What’s Happening?

Home > Other > What’s Happening? > Page 9
What’s Happening? Page 9

by John Nicholas Iannuzzi


  Tom looked at him perplexed. “That’s a nice story, Stan. Remind me to take you to my next party so you can entertain the guests with your great stories.”

  “I’ll be there.”

  “What’s a mini docka?” asked Rita.

  “A little pot, man, you know, pot?” Stan suggested.

  Rita nodded.

  The juke box started to push a calypso chant and beating drums into the room. This music wasn’t popular anywhere else, but the management put its own selections on the juke box to please the unorthodox tastes of the customers. Their appreciation was wide, restricted only by imagination and a loathing for popular demand.

  Raoul Johnson, the owner, had been standing in the back, talking to a tall, thin, specter-faced girl whose blond hair cascaded to her shoulders. Now Johnson started to chant loudly with the jukebox. He was a tall, light-complexioned, blue-eyed, handsome Negro. His clothes were form fitting. He wore them as much to be noticed for their difference as to be clothed in a style that he liked. Precious few act merely for an enjoyment of the thing done. Fads and fears trammel discretion, replacing it with stock solutions to the desires of life. Individuality only adds confusion and responsibility to the mass that progresses intellectually only far enough to realize that everything must be convertible to material reality to be worthwhile.

  Johnson, in tight white pants and light green shirt, danced forward from the rear of the cafe. He called for a pair of maracas. Sammy pulled two pairs off the wall behind the bar, handed a pair to Johnson, and took a pair for himself. Both rattled them loudly as they sang with the jukebox. All the people around the bar joined in at the chorus. The place overflowed with mixed singing voices. Johnson danced solo in the center of the space between the bar and the tables. He had a supercilious smirk on his face; his eyes narrowed to slits. He knew everyone was watching him.

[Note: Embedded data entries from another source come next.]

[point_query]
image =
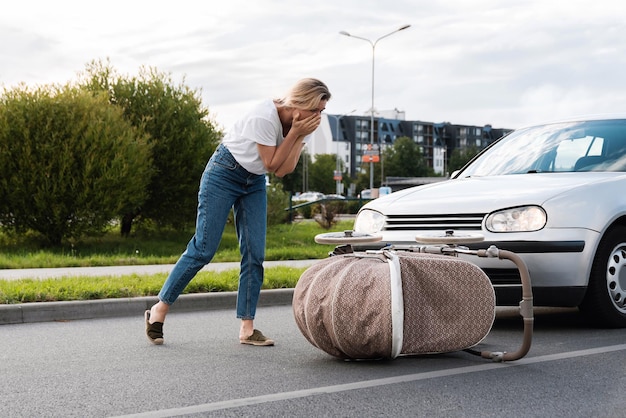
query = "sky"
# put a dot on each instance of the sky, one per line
(506, 63)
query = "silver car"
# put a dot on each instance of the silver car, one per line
(555, 194)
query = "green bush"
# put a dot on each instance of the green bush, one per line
(69, 162)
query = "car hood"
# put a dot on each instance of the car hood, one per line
(485, 194)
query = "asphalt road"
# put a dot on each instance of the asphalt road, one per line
(106, 367)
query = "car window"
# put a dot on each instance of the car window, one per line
(571, 150)
(562, 147)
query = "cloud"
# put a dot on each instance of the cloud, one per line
(502, 62)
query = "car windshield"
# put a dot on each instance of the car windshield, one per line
(561, 147)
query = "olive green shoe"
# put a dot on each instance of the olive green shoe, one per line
(154, 331)
(257, 338)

This was the same look he effected when there was a girl he wanted to impress with the fact that he was Raoul Johnson, man, Raoul Johnson. When he approached a girl, he’d shrug his shoulders, and say softly, with a sly smile on his face, a flutter of eyebrow, ‘hello, baby … what’s happening?’ Or, if she was with a guy, he’d start singing loudly to attract her attention, and then he’d give her a sneering once-over and perhaps pucker a kiss for her when her boy friend wasn’t looking. The girls from the Village had become hardened to his passes; they ignored him for the most part. Girls from Uptown got a big, exotic charge out of it.

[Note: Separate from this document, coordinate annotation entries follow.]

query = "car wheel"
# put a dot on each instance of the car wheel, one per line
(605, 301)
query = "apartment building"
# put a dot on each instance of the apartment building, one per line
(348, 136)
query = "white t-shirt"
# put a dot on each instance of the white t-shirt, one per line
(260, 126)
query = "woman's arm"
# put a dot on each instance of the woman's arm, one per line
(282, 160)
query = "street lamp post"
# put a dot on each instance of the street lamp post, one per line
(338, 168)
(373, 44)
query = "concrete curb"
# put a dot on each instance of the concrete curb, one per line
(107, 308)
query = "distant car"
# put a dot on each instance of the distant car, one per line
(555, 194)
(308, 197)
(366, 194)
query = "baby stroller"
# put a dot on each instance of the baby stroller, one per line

  The chant from the jukebox ended in drumfire. Johnson ended his dance next to the table where Rita and her friends sat. Looking down, he contrived surprise at seeing Rita.

  “Hello, baby,” slid from the side of his mouth. His eyes fluttered as he gave her the once-over, or as much of a once-over as possible, considering she was seated. He wagged his head slightly, his eyebrows raised, a leer in his eyes. This was to convey that he was appraising her sexually. “Baby, let me tell you I dig you.” He took her hand in his and kissed it very slowly, raising his eyes to peer into hers in the manner of the European. He had a penchant for trying to make white women. “Let’s get together sometime when you’re not busy.” He stood straight, his eyes still narrowed, and fluttered his eyebrows again.

  “You’re so full of shit, Raoul, it isn’t even funny,” Jeannie remarked laughing. Everyone at the table laughed.

  “That’s right,” he snapped. His face suddenly hardened. “You ought to know better than to say Raoul Johnson is full of shit, baby. I spit on better white meat than you.”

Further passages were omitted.